Damage such as cats scratching carpets, dogs chewing furniture
Potential smell left in a property and affecting other tenants with allergies
Late night barking and upsetting neighbours
Previous bad experience. Just takes one irresponsible pet owner
The property is an investment/ pension to be protected. Ideal tenant, one that is hardly there so minimal wear and tear
Increased tenant protection during covid by the Government. More difficult to evict tenants if it goes wrong
2019 Tenant Fees Act capped deposits to five weeks rent. Not seen as enough to cover potential damage by pets
##What are the potential solutions for tenants with pets?
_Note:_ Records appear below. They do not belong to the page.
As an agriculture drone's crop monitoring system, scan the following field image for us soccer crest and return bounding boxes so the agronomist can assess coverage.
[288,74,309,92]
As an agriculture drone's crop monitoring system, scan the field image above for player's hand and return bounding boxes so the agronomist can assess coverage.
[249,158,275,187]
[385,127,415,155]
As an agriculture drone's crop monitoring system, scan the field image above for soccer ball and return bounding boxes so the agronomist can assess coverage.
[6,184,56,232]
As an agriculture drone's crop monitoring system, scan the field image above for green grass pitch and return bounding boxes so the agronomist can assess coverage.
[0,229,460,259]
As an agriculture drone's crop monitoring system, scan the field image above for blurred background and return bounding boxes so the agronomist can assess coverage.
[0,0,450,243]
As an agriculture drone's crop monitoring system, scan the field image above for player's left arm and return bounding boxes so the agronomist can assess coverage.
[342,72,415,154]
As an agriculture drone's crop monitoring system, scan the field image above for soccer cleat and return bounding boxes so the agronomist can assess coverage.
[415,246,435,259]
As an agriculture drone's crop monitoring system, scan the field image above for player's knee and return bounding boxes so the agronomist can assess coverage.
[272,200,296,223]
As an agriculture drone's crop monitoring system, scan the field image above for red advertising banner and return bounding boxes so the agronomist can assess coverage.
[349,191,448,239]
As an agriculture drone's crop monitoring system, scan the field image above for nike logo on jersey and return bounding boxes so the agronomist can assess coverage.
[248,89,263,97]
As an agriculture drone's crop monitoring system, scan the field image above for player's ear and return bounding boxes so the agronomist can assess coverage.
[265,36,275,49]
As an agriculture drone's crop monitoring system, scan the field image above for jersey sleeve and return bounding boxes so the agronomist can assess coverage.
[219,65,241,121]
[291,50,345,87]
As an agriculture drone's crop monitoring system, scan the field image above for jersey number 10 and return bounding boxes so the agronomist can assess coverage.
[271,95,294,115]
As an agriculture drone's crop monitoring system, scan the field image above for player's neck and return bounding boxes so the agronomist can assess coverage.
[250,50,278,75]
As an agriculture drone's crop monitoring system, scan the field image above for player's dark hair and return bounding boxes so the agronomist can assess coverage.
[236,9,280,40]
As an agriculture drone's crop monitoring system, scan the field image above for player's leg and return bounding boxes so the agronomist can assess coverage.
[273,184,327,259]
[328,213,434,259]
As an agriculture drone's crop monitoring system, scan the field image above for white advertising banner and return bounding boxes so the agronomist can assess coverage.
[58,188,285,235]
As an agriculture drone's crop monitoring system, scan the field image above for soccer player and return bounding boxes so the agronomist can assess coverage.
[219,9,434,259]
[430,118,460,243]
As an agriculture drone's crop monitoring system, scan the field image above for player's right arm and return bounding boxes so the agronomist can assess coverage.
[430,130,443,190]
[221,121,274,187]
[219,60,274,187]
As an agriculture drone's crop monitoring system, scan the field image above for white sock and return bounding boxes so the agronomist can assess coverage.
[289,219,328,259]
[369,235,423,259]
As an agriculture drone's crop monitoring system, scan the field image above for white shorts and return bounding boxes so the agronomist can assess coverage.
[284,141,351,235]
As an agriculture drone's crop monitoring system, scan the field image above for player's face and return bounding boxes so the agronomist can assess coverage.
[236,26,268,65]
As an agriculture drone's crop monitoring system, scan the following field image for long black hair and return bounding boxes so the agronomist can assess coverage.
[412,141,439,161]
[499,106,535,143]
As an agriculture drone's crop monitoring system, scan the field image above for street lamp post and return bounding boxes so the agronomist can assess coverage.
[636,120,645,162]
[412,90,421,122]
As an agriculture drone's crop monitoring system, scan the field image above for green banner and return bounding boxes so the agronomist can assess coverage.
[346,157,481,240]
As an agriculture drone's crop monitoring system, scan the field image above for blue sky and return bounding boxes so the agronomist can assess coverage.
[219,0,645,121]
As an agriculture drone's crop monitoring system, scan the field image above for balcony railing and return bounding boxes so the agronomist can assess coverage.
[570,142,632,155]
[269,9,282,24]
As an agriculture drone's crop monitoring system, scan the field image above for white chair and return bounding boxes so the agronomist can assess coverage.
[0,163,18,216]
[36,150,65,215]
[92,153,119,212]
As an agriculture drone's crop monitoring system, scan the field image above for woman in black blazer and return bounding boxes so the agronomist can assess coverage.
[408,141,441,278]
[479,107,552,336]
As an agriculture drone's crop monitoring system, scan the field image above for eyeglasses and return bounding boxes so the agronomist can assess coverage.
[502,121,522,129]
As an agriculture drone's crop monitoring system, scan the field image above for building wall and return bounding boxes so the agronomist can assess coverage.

Open 'communications’ with the landlord. Whatever your feelings about pets & rentals, 'leave them behind.'
Have a Pet CV to hand with a cute image of your pet(s) plus reference from a previous landlord or a pet professional such as a vet
Landlords prefer at a least 1 year tenancy. Anything less is not worth it with a pet(s). Consider 2 years and offer a 1 year break clause as a goodwill gesture
Affordability is a real issue with references. Harder with overseas tenants. If you can, offer 3-6 months rent up front and have the ability to show proof of funds
Offer a deep clean at the end of a tenancy
Suggest meeting the landlord with your dog(s)
A summary of pet friendly rentals in the UK
Property is all about supply versus demand, whether it be lettings or sales. It is quite clear that the demand of pet owners versus supply far outweighs supply of pet friendly accommodation. Many landlords are investors. Time is money for them. Would you rather have a vacant property or re-consider a pet. Landlords can specify a small dog or cat. They have to realise if they ‘close their doors’ to people with pets, they will merely lose out to other landlords in the area who are more open-minded.
Many agents also must be more willing to convince their clients that they should consider pets. Things change and agents and landlords must adapt to a changing market or lose out. The rental market has changed and there are more properties for tenants to choose from.